2011年2月2日水曜日

財政出動論9 財政持続可能性と負債償還能力


《概要》(あらためて)政府の負債償還能力は、政府自体の資産や負債の大きさではなく、一国経済の活力、成長力に依存していることについて述べています。

1 長期的観点で短期的需要対策を評価してはならない
 財政赤字で蓄積される政府の累積債務が大きくなり、財政破綻を引き起こさないかどうかについては、「長期的には」(名目)成長率と(名目)金利の関係に関するドーマー条件と、財政収支に係わるプライマリーバランスの状況が、財政赤字の継続が最終的に財政破綻を引き起こすかどうかを決めることになるとされる。これは長期的観点で、財政赤字の継続性を評価するものだ。
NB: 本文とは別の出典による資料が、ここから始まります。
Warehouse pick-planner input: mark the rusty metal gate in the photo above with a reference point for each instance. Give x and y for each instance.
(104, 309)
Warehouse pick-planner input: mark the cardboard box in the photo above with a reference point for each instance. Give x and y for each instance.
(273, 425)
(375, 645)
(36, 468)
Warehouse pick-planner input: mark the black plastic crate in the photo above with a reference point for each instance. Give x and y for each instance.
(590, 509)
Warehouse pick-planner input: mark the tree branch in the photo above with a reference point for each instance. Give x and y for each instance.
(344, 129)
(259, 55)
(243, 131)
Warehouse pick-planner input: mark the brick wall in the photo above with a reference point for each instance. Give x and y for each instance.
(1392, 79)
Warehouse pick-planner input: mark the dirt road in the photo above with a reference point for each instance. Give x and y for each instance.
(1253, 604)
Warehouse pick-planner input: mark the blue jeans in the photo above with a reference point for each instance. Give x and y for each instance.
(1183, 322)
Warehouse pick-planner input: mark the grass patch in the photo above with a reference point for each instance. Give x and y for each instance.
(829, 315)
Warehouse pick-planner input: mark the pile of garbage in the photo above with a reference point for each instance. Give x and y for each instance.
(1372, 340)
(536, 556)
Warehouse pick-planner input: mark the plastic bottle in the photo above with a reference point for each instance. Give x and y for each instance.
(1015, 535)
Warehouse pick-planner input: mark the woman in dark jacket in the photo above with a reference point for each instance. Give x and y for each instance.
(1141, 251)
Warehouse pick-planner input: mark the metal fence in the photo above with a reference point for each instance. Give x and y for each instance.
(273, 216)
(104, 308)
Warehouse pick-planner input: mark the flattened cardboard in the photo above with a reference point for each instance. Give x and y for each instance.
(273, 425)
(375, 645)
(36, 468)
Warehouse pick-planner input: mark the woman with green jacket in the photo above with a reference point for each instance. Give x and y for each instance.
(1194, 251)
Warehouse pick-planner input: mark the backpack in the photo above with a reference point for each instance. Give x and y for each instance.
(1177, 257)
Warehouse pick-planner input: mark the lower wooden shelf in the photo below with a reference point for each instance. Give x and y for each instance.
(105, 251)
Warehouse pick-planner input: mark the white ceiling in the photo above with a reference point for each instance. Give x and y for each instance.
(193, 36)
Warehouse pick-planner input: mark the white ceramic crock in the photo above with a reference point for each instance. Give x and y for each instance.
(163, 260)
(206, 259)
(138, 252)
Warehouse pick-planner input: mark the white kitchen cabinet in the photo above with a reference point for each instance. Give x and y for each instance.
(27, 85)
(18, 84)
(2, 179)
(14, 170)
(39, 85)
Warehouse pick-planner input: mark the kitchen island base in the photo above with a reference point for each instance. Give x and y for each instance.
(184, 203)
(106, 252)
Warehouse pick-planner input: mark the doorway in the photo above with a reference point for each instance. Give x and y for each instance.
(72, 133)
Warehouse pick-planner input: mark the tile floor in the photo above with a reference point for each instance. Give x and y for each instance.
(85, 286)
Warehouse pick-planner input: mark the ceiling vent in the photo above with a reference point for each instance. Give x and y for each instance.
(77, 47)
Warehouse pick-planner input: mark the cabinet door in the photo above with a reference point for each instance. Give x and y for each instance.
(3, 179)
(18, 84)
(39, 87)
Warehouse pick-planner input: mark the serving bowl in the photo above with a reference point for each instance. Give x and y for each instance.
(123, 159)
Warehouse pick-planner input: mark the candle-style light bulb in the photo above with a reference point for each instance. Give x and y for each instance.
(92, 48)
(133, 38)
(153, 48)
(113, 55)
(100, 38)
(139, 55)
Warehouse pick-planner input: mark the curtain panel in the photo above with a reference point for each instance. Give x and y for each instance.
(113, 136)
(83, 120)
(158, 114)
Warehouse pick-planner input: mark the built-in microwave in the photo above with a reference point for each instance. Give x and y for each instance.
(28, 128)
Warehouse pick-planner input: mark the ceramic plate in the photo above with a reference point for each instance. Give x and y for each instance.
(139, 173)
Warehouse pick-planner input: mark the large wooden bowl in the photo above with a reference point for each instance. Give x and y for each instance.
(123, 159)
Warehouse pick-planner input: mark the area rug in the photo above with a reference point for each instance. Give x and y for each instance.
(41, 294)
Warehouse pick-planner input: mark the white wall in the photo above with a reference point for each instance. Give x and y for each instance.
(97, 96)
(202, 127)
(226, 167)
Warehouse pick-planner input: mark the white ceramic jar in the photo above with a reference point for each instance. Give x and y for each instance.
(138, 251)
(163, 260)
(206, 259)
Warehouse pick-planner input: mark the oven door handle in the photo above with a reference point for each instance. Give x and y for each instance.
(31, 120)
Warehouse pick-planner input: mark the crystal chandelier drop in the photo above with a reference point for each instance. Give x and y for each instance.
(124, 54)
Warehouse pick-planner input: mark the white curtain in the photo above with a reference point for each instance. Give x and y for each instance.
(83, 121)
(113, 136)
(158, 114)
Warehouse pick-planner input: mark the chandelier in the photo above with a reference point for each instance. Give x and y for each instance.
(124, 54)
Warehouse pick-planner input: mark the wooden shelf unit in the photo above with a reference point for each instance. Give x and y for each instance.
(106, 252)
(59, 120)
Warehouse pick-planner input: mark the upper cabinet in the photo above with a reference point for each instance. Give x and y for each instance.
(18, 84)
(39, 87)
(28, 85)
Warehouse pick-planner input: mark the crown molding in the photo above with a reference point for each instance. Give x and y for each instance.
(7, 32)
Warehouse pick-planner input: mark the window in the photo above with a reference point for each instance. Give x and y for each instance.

 しかし、我々が「短期的」観点で経済停滞からの回復を企図するなら、そのために必要な、一時的な(短期的な)財政出動によって発生する財政赤字に関しては、そもそも、こうした長期的な観点からの評価はなじまない

2 負債償還能力を決めるのは負債の規模ではなく「経済成長率」=ドーマー条件から
 もちろん、短期的な問題に関しても、長期的な視点を持ち続けることは重要だ。そこで、こうした長期の観点と短期的な財政出動の関係を整理してみよう。
ドーマー条件が成長率と金利の関係に注目するように、一国の財政を決定するのは、一国全体の経済規模の成長力である。

(1)企業では
 企業の負債償還能力が何を基準に量られるかと言えば、通常、それは当該企業の「収益力」(「売上収入を上げる力」)である。それを長期的に見れば、収益の成長率である。負債の償還が可能な収益ないしは収益の成長見通しがあれば、負債はどれだけ大きくても良い。問題は負債の額ではないのである。

(2)政府では
 同様に、政府の負債償還能力を決定するのは、一国経済全体の「担税力」であり、担税力とは経済規模に比例すると考えて良い(なお、償還能力を決定するのは政府の純資産などでもない)。担税力とは(企業と同様に)収入を得る力であり、政府は、その国の経済に負担能力さえあれば、必要な資金を強制的に徴収することができる権限を持つことに国民が合意している存在だからだ。
 そして、この担税力の変化を長期的に見れば、経済の成長率である。アバウトには、ここからドーマー条件が出てくる。ドーマー条件は、直接には累積債務の規模とは関係しない

注》もっとも、累積債務が大きい中で、金利が上昇すれば、利払費
 政府の負担を高める(累積債務の総額に対する利払費の割合は、累
 積債務の額にかかわらず一定だが、政府の財政規模と利払額の比率
 は累積債務の総額の規模によって変化する)から、それは累積債務
 の発散条件(≒財政破綻の条件)に影響を与えることになる。しかし、
 金利の上昇は、正常な経済状態では、金融政策と為替政策を誤らな
 ければ、経済成長率の上昇未満にコントロールできる。さもなけれ
 ば、まさに設備投資するよりも預金する方が効率が高くなる。……
  ただし、投機には注意が必要だが。

注》もう一つの問題として、企業や国民が税負担を嫌って海外に逃げ
 出すということを主張する人たちがいる。
 しかし、仮に、そのために資金が流出するとすれば、円を売って
 ドルなどを買う必要があるから、明らかに円安になり、流出側は差
 損を被ることになる。
  また、流出が大きいほど円安が大きくなるため、日本に残る企業
 の国際競争力は大きく改善され、税収も増加する。
  さらに、円安になっても、日本の海外に対する債権債務は債権の
 方が多いのだから、ギリシャやアイルランドなどのように、日本が
 海外に対する債務償還に苦しむことはまったくない。むしろ、円安
 で海外債権の価値は国内的には上昇する。
  つまり、流出がある方がよいくらいなのだ。
  また、税負担を嫌って本社だけを海外に移転する企業や人が増え
 るかもしれない。それは、課税の対象を利益ではなく、事業活動自
 体に移行させればよい(外形標準課税)。

3 長期派と短期派
 もちろん、問題は、我が国政府に、企業で言う「負債の償還が可能な収益」があるかどうか、つまり、政府に当てはめれば「負債の増加に対応した担税規模の拡大」が実現可能かどうかである。

(1)長期派
 これに関して、日本の経済停滞の原因を長期的要因によると考える長期派は、需要不足があるとは考えないから、財政出動をいたずらに政府の累積債務を増やすだけのものと考える。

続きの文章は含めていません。